= Seth Porter Ford =

American physician

Seth Porter Ford (October 12, 1817 – November 19, 1866) was an American medical doctor in the Kingdom of Hawaii.

==Life==
Seth Porter Ford was born on October 12, 1817 in Washington, Connecticut.
His father was John Mansfield Ford (1785–1843) and mother was Polly Ann Calhoun (1796–1864).
He studied medicine from 1846 to 1847 at Yale University and published a book on inflammation there.

Ford married Maria N. Fowler, the daughter of medical doctor Remus M. Fowler, on January 1, 1850.
The couple moved to Honolulu in 1852 from Boston. After trying to open two hospitals that were financial failures, his first wife returned to the US and he filed for divorce. He was a founding member of the Hawaiian Medical Association in 1856.

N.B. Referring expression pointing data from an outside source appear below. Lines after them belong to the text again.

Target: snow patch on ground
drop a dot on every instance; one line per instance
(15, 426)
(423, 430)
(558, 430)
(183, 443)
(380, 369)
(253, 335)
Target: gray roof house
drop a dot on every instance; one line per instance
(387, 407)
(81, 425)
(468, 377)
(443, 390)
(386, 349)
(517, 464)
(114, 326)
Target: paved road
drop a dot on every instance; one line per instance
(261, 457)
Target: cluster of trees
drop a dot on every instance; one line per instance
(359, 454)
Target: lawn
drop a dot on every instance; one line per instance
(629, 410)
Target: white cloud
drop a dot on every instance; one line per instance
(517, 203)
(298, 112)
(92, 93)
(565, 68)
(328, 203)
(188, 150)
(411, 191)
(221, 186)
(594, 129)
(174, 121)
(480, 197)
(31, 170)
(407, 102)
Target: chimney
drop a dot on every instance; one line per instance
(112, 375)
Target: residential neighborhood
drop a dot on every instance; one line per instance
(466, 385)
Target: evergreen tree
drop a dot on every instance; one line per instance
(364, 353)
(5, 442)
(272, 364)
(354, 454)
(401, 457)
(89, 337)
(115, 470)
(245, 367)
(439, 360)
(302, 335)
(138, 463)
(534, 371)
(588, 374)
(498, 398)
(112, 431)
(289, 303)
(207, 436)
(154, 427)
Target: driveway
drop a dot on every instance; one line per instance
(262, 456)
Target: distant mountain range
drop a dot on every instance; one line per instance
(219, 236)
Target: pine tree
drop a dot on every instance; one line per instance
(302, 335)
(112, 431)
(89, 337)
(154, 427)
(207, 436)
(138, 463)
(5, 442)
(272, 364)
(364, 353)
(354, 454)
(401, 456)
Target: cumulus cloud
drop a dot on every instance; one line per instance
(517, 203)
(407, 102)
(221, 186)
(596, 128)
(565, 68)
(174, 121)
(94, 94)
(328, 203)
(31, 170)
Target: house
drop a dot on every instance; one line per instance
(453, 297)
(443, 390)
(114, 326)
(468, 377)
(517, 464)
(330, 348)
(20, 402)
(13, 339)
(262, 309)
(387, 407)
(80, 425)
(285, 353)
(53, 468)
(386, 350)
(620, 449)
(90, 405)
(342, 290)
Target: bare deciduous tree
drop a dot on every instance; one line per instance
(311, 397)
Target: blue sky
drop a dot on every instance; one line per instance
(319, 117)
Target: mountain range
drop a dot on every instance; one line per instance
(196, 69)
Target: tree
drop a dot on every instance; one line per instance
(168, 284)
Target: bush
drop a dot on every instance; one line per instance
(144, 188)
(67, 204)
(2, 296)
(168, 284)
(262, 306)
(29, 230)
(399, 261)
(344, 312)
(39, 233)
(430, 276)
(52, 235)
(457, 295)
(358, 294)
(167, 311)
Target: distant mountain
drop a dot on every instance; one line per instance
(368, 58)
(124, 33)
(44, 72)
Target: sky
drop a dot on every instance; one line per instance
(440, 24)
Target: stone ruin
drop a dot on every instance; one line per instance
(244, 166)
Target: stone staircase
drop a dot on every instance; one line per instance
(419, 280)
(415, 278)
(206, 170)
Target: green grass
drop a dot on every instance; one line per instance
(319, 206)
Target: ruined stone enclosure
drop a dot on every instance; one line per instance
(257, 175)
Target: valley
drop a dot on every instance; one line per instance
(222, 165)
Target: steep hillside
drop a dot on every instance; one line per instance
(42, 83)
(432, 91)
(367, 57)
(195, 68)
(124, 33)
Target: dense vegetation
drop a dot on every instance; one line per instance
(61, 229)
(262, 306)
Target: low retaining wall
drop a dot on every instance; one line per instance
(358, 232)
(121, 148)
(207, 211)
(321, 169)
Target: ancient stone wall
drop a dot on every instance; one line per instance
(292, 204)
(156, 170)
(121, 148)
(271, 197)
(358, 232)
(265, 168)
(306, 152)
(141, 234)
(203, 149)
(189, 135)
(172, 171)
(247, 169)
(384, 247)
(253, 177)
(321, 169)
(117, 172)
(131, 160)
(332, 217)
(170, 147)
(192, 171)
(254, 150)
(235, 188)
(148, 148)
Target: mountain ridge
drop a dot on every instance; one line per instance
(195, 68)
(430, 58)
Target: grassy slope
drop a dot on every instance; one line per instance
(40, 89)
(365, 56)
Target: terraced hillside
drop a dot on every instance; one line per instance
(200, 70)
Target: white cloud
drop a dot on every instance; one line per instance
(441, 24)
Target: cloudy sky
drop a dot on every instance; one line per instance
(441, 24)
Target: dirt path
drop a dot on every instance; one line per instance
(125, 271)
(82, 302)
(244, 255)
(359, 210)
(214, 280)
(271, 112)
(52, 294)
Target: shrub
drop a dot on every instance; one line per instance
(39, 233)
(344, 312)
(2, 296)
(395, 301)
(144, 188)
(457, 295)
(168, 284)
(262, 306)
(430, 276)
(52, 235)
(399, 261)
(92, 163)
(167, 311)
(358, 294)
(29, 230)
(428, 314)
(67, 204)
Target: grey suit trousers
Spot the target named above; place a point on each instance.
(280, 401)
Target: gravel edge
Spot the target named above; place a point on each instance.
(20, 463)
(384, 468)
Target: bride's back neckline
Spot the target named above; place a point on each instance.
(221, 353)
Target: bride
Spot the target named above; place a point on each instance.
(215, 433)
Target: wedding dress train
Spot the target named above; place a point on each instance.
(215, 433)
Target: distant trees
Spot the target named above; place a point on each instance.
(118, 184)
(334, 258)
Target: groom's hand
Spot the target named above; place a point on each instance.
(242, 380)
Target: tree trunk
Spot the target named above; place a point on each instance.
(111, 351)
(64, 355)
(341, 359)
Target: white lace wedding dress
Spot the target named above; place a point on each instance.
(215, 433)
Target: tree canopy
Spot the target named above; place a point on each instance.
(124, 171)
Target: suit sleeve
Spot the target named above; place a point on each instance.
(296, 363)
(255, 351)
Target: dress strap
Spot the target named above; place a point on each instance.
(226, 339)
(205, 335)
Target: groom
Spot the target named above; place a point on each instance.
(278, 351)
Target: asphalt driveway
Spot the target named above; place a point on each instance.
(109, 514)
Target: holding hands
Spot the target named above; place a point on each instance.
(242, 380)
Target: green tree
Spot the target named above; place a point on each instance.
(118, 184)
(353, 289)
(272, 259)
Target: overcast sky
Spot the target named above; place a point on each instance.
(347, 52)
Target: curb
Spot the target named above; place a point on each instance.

He married Carolina (Carrie) Jackson in 1858. They had a daughter Lois Carrie Ford, who married first cousin Porter Dwight Ford in 1883.
Seth Porter Ford became a member of the Honolulu Rifles in 1864.
Ford died on November 19, 1866.

Jackson had just assumed ownership of a small island in Pearl Harbor known as Moku ʻumeʻume in the Hawaiian language.
It was then known as Ford Island, and became the home of the Naval Auxiliary Landing Field Ford Island.